In his speech Sogavare described the CBDC initiative as a catalyst to include all citizens, especially those living in remote locations, in the country’s formal economy. The digital currency system, being developed in collaboration with Japanese FinTech company Soramitsu and with aid from the Government of Japan, is envisioned as a user-friendly, mobile solution, with a QR code interface and digital identity verification features.
Soramitsu is an active player in the region with similar CBDC projects in Cambodia and Laos. The company has recently announced plans to leverage its experience with local digital currency solutions to build a pan-Asian payment network.
The move by the Solomon Islands is not particularly unusual for small island development states (SIDS). The Marshall Islands, Palau, Eastern Caribbean nations and many others are also looking into the technology to solve the logistical and financial infrastructure problems inherent in their geography. In this respect, we Observe that the often-asked question, “Why launch a CBDC?” finds a solid answer, at least in some parts of the world.

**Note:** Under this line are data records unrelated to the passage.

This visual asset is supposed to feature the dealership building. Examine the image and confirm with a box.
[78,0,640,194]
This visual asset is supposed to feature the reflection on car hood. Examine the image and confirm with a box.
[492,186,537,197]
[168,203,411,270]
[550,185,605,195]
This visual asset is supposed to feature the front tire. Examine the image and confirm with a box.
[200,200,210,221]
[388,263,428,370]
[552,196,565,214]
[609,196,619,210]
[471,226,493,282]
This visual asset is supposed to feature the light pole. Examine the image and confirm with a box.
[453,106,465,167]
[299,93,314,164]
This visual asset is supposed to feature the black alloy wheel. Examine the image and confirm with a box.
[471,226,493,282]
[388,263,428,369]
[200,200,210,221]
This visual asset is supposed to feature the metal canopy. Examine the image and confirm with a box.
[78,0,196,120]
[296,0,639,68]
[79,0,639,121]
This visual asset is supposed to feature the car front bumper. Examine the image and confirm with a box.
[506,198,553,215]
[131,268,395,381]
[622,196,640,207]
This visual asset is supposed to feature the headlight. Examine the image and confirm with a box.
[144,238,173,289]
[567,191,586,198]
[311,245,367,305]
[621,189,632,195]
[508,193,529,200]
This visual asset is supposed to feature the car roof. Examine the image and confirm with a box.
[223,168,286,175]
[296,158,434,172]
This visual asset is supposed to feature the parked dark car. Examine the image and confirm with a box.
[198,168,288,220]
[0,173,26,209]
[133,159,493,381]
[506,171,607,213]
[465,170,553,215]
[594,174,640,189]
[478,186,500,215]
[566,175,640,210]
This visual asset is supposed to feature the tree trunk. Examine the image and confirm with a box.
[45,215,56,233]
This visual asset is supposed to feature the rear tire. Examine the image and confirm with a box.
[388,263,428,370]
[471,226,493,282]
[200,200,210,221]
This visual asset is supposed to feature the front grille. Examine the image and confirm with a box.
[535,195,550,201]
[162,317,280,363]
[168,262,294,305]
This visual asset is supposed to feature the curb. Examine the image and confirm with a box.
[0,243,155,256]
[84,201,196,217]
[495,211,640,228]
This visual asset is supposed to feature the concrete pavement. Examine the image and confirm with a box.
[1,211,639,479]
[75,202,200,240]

The Solomon Islands has called its future digital money Bokolo Cash. Bokolo, also depicted on the Central Bank of the Solomon Islands (CBSI) logo, is a special form of unique local money, made of a clamshell, which locals use to pay for special purposes, such as bridal dowries, land, tribal reconciliation and compensation.
Bokolo Cash will be accepted at selected merchants in the capital Honiara, by the participants of the pilot project. Additionally, the CBDC will be tested in a wholesale setting, for interbank payments between the CBSI and/or commercial banks.
Soramitsu has released the preliminary technical characteristics of the proposed solution. Notably, besides the project's private blockchain, commonly used in such cases, the company also plans to test a connection with a public blockchain to facilitate cross-border remittances.
The implementation of the pilot project required legislative changes by the CBSI in the Solomon Islands. The parliament recently passed a bill that added the ‘electronic money’ definition to the existing framework as well as amended certain aspects of the central bank’s regulation to accommodate the new technology.
Whether through the necessity of their island geography or the relative lack of cumbersome legacy systems and legislation, SIDS are rapidly becoming the new flag bearers of CBDCs.